Simple question… very hard answer… Talk amongst yourselves…

I’m going to try a completely different approach to this post. I’ll post a question and simply let the discussion ensue. I would even encourage the discussion to spill over to the public newsgroups/forums. Question for today is:

How can you effectively unit-test synchronization primitives for correctness or more generally, how would you test a concurrency library?

Let’s see how far we can get down this rabbit hole ;-).


  1. I would put it in the concurrent work and see how it performs...

  2. Performance is a separate issue. I said *correctness*, not performance. Yes it is a critical issue, but without correctness, performance is irrelevant.

  3. I would first define tests:-) What do we want to test? "Library" should be something reusable across a number of projects. What kinds of projects are these?
    I would start from use-cases of using such a library. In other words: cases of apps using the library being tested.

  4. Off-topic I know, but *you* don't need to test primitives because the OS vendor does that. If you really want to know how they are tested then I'd look at the tests for Linux kernel.

    Starting from scratch I think the first thing you need to do is to enumerate how your primitive could fail and then try to devise a way to make that failure manifest. Easy to say, not so easy to do.

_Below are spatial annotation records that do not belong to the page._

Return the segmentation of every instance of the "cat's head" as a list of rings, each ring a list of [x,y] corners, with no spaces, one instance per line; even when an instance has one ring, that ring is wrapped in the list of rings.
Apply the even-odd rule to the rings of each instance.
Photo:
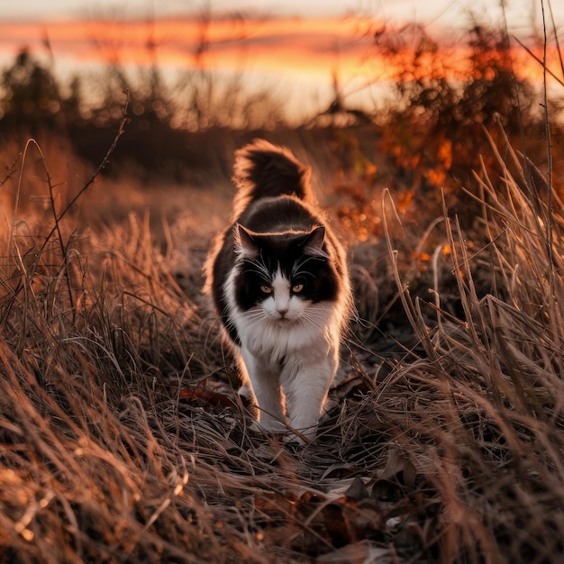
[[[260,310],[270,320],[299,322],[316,304],[336,301],[339,278],[325,229],[256,233],[236,226],[240,262],[235,299],[242,311]]]

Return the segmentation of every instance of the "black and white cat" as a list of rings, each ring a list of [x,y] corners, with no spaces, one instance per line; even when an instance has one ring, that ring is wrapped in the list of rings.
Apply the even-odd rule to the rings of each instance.
[[[309,176],[265,141],[237,151],[232,223],[208,257],[206,287],[260,425],[285,432],[287,422],[312,439],[352,300],[345,252],[314,204]]]

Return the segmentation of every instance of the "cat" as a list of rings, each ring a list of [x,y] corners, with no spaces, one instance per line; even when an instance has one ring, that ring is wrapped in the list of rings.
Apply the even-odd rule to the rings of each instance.
[[[287,149],[236,151],[232,222],[205,266],[259,425],[300,442],[316,435],[352,305],[345,250],[309,179]]]

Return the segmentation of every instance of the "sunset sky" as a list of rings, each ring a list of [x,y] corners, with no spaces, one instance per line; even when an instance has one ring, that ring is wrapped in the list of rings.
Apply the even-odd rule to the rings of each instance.
[[[561,24],[564,3],[552,4]],[[506,0],[506,5],[512,33],[530,41],[535,29],[540,32],[540,0]],[[468,29],[470,9],[481,22],[496,23],[502,22],[499,6],[491,0],[5,0],[0,66],[10,64],[23,46],[61,75],[109,60],[143,65],[152,57],[168,71],[200,65],[220,73],[245,73],[250,82],[283,82],[307,90],[307,99],[314,95],[323,105],[331,98],[333,75],[350,92],[363,82],[386,78],[390,68],[374,56],[375,30],[415,21],[425,23],[433,37],[449,37],[456,45],[456,30]],[[205,35],[209,48],[198,58],[206,7],[214,14]],[[154,45],[152,51],[148,43]],[[536,66],[523,50],[516,51],[521,71],[532,72]]]

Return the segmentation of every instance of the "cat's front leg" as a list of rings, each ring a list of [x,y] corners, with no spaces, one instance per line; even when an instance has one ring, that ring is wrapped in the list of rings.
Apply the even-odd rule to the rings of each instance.
[[[317,433],[317,422],[337,365],[336,355],[329,352],[327,356],[307,363],[287,367],[283,371],[288,425],[310,441]],[[298,440],[301,441],[299,437]]]
[[[241,350],[244,368],[259,408],[260,426],[272,433],[286,432],[284,399],[280,387],[280,370],[272,363],[243,347]]]

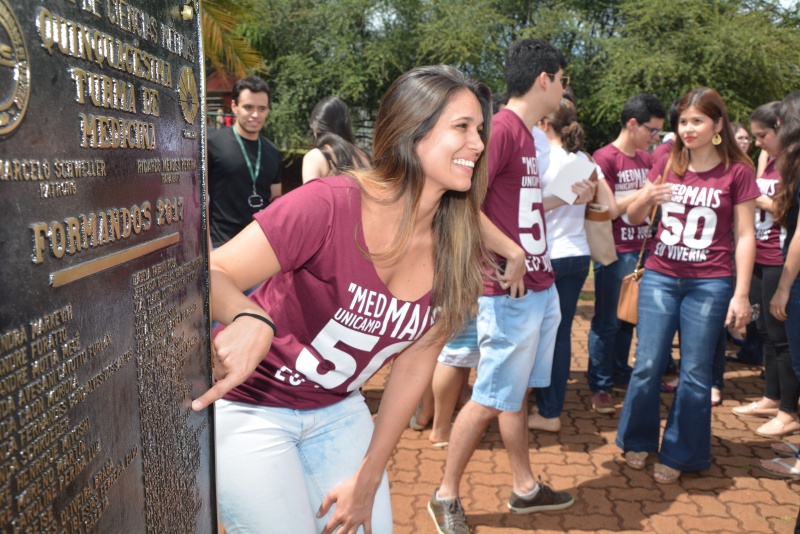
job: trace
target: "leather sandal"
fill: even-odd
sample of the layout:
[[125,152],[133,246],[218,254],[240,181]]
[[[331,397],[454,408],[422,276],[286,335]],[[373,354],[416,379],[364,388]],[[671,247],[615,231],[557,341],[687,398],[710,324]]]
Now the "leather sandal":
[[753,417],[775,417],[778,415],[777,408],[759,408],[757,402],[751,402],[747,406],[737,406],[731,410],[734,415],[753,416]]
[[637,471],[644,469],[645,463],[647,463],[647,454],[644,451],[627,451],[625,453],[625,463],[628,464],[628,467]]
[[656,464],[653,480],[659,484],[674,484],[681,477],[681,472],[668,465]]

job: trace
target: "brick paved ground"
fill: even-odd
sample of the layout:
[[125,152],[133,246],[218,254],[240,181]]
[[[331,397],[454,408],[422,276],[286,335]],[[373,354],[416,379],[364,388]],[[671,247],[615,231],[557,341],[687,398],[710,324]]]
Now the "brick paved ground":
[[[588,286],[590,287],[590,286]],[[764,419],[741,419],[731,408],[760,397],[763,381],[754,367],[729,365],[722,406],[713,408],[709,471],[684,474],[674,485],[624,464],[614,445],[617,415],[588,410],[587,368],[591,301],[581,301],[572,334],[572,376],[558,434],[531,432],[534,472],[577,502],[563,512],[517,516],[506,510],[511,475],[497,423],[490,425],[462,482],[462,498],[473,532],[766,532],[794,529],[800,485],[772,478],[756,463],[771,458],[770,440],[753,431]],[[386,371],[364,391],[373,410]],[[621,406],[623,397],[616,395]],[[662,423],[671,396],[662,398]],[[435,533],[426,510],[439,484],[447,451],[432,447],[428,431],[404,432],[389,462],[395,532]]]

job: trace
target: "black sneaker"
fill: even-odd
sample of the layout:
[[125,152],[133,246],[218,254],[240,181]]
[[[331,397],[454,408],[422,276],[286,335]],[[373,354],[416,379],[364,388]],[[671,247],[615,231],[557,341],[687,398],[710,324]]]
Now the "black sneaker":
[[539,482],[536,495],[523,499],[513,491],[508,498],[508,509],[515,514],[532,514],[548,510],[563,510],[575,503],[575,497],[566,491],[553,491],[549,486]]
[[440,501],[436,498],[438,491],[439,488],[433,490],[433,497],[428,502],[428,512],[436,523],[436,530],[439,534],[469,534],[467,515],[461,506],[461,499],[456,497]]

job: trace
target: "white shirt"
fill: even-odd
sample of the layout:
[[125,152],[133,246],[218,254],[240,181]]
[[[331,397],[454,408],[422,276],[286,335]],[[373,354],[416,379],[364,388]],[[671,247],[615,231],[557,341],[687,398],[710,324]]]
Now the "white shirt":
[[[578,157],[588,160],[585,153],[578,152],[577,154]],[[545,197],[552,196],[547,193],[547,188],[567,163],[568,155],[569,153],[562,147],[551,145],[547,172],[541,175],[542,191]],[[598,175],[601,173],[602,171],[598,167]],[[589,243],[586,241],[586,230],[583,227],[585,213],[585,204],[559,206],[545,212],[547,249],[551,258],[571,258],[589,255]]]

Since these primitives will very likely be quite hardware dependent you need a lab with a lot of different hardware!

  5. I am not an expert in the field, but Helgrind and the UPPAAL project ( might be relevant to the discussion.

    Many hard real-time systems research groups deal with this kind of problems everyday, they probably have a lot to offer in this area.

    The traditional "academic" approach would probably be to formalize some invariants and show that they hold in every possible situation. I am not sure this is always feasible.

  6. For primitives, I usually write a test contains as much opportunities as possible that may/should cause a data race to cause an observable side effect. E.g., is the test I wrote for TMultiReadExclusiveWriteSynchronizer (I hereby release it to the Public Domain, so feel free to look at it and use it in any way).

  7. Is TMultiReadExclusiveWriteSynchronizer a primitive?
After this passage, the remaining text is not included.